BACKGROUND: Early screening for COVID-19 is needed to limit the spread of the virus. The aim of this study is to test if the sniffer dogs can be successfully trained to identify subjects with COVID-19 for 'proof of concept' and 'non-inferiority' against PCR. We are calling this method, Dognosis (DN). METHODS: Four hundred and fifty-nine subjects were included, 256 (Group 'P') were known cases of COVID-19 (PCR positive, some with and some without symptoms) and 203 (Group 'C') were PCR negative and asymptomatic (control). Samples were obtained from the axillary sweat of each subject in a masked fashion. Two dogs trained to detect specific Volatile Organic Compounds for COVID-19 detection were used to test each sample. RESULTS: [DN] turned out positive (+) in all the cases that were PCR positive (100% sensitivity). On the other hand, [DN] turned positive (+) in an average of 12.5 cases (6.2%) that were initially PCR negative (apparent specificity of 93.8%). When the PCR was repeated, true specificity was 97.2%. These parameters varied in subgroups from 100% sensitivity and 99% specificity in symptomatic patients to 100% sensitivity and 93% specificity in asymptomatic patients. CONCLUSION: DN method shows high sensitivity and specificity in screening COVID-19 patients.

Can the detection dog alert on COVID-19 positive persons by sniffing axillary sweat samples? A proof-of-concept study.

The aim of this proof-of-concept study was to evaluate if trained dogs could discriminate between sweat samples from symptomatic COVID-19 positive individuals (SARS-CoV-2 PCR positive) and those from asymptomatic COVID-19 negative individuals. The study was conducted at 2 sites (Paris, France, and Beirut, Lebanon), followed the same training and testing protocols, and involved six detection dogs (three explosive detection dogs, one search and rescue dog, and two colon cancer detection dogs).
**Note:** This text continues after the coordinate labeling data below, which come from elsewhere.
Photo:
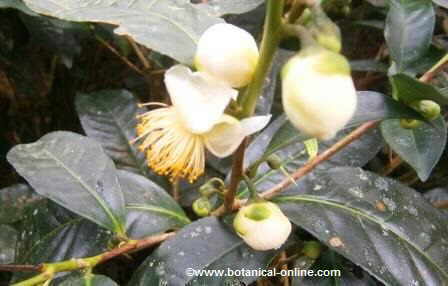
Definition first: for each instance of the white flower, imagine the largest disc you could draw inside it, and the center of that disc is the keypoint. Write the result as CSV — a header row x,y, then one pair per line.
x,y
227,53
319,97
262,225
174,137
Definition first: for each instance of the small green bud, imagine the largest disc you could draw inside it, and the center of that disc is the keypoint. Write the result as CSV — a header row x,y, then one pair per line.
x,y
325,31
409,123
262,225
428,108
274,162
202,207
312,249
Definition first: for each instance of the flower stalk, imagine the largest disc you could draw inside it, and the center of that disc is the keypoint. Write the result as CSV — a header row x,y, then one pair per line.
x,y
272,33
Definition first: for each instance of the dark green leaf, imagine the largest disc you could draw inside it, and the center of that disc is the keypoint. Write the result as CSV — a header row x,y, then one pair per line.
x,y
368,65
88,280
377,106
13,200
331,261
156,24
293,156
379,224
420,147
73,171
150,209
408,89
59,37
8,237
204,244
48,236
409,29
109,117
371,106
443,3
219,8
17,4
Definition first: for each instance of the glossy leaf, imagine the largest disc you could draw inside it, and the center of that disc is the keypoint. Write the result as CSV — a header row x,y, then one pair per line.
x,y
379,224
49,234
73,171
370,106
88,280
219,8
368,65
204,244
409,29
109,117
155,24
409,89
443,3
8,239
420,147
13,201
293,156
150,210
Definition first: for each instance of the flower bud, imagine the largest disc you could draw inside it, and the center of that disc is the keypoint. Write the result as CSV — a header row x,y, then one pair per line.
x,y
410,123
318,94
262,225
326,33
428,108
227,53
202,207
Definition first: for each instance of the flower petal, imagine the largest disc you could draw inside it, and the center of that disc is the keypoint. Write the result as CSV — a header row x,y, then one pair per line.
x,y
199,100
228,134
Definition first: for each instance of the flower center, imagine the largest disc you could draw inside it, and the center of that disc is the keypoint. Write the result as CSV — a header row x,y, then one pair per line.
x,y
170,149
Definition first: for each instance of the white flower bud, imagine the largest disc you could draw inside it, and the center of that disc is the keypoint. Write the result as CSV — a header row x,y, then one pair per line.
x,y
262,225
227,53
319,97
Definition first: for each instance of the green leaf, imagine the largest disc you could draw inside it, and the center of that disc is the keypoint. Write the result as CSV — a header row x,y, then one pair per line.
x,y
204,244
379,224
409,29
13,201
109,117
409,89
73,171
49,233
88,280
219,8
170,27
17,4
443,3
330,260
293,156
150,209
8,237
377,106
420,147
368,65
280,133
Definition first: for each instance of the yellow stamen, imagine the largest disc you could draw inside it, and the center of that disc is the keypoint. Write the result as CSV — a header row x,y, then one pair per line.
x,y
170,149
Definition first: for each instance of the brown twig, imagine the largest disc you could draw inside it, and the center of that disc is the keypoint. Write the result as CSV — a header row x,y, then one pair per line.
x,y
20,268
124,59
139,245
441,204
308,167
236,176
139,53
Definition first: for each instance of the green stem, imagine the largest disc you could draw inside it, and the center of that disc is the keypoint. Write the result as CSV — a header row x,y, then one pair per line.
x,y
271,38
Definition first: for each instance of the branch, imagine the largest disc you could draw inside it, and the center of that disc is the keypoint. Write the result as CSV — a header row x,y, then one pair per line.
x,y
50,269
309,166
20,268
235,178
A total of 177 individuals were recruited for the study (95 symptomatic COVID-19 positive and 82 asymptomatic COVID-19 negative individuals) from five hospitals, and one underarm sweat sample per individual was collected. The dog training sessions lasted between one and three weeks. Once trained, the dog had to mark the COVID-19 positive sample randomly placed behind one of three or four olfactory cones (the other cones contained at least one COVID-19 negative sample and between zero and two mocks). During the testing session, a COVID-19 positive sample could be used up to a maximum of three times for one dog. The dog and its handler were both blinded to the COVID-positive sample location. The success rate per dog (i.e., the number of correct indications divided by the number of trials) ranged from 76% to 100%. The lower bound of the 95% confidence interval of the estimated success rate was most of the time higher than the success rate obtained by chance after removing the number of mocks from calculations. These results provide some evidence that detection dogs may be able to discriminate between sweat samples from symptomatic COVID-19 individuals and those from asymptomatic COVID-19 negative individuals. However, due to the limitations of this proof-of-concept study (including using some COVID-19 samples more than once and potential confounding biases), these results must be confirmed in validation studies.